Clay Barker, the executive director of the Kansas Republican Party, said Yoder was ambivalent when he last spoke to him about a week ago.
Barker said he took that ambivalence “as a sign he was going to vote for it and just didn’t want to say anything."
Barker said that if Yoder voted against the bill it could be a sign that he plans to run for governor and is putting distance between himself and Trump. If he is planning on staying in Congress “and wants to be part of the team” he could support it.

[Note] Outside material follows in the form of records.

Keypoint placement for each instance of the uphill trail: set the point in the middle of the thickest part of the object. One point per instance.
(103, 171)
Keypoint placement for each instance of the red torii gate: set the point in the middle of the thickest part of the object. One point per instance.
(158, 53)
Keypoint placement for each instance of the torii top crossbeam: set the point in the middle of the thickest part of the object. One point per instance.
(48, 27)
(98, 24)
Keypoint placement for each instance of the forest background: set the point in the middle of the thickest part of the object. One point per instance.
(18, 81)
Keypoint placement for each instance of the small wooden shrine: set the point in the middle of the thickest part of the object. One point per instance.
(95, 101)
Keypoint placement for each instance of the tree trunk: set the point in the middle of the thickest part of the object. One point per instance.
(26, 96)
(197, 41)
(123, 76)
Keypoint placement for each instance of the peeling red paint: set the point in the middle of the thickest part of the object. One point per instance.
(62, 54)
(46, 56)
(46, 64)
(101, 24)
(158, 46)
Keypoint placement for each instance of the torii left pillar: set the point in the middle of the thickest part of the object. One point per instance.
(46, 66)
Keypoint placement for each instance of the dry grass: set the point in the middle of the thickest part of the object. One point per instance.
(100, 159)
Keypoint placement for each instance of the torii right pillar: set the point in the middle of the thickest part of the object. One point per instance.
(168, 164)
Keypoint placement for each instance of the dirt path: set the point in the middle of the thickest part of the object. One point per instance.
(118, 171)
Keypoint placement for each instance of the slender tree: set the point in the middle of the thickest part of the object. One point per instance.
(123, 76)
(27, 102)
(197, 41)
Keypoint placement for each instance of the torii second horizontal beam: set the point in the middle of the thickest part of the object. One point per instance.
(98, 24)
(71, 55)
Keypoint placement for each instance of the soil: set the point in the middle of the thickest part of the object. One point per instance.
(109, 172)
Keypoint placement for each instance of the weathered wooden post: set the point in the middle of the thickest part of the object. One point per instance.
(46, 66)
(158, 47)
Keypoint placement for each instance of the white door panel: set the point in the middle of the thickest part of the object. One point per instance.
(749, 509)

On Friday morning, his spokesman C.J. Grover said not to expect Yoder to announce a decision before the vote.
As it became clear later Friday that GOP leaders would have trouble securing the necessary votes to pass the bill, it appeared that Yoder and other "undecided" Republicans would have to cast votes on a bill that stood little chance of passing. The president had made it clear that he wanted an up or down vote, win or lose.
Missouri Democratic Rep. Emanuel Cleaver said he didn’t envy Yoder, who he considers a friend across the aisle.
“On a friendship side, I’m thinking, man, I sure hate that he’s in this spot because that could open the door for a high-powered opponent,” Cleaver said. But for the Democratic Congressional Campaign Committee and House Democratic leadership, which is eying Yoder’s seat, “this is good news to us.”
GOP Rep. Mark Amodei of Nevada pointed out that while everyone focused on how the conservative Freedom Caucus and moderate Tuesday Group would vote, there were many rank-and-file Republicans who don't belong to either group who had yet to say how they were voting, including members such as Yoder and Rep. Sam Graves of Missouri.
Graves also remained officially undecided until the last minute, and never said how he’d vote.
"If you look at a swath of people from the West and Midwest who've been very quiet ... it's an interesting group. And I’m talking up and down the seniority list," Amodei said.
Yoder declined interview requests on Friday, both before and after the vote was nixed. He issued a statement after the vote's cancellation that sounded an optimistic note.
It did not say how he had planned to vote.
“As we’ve seen, finding a compromise will be difficult,” he said in the statement. “But I believe it is possible.”
Bryan Lowry of the Kansas City Star reported from Kansas City, Mo.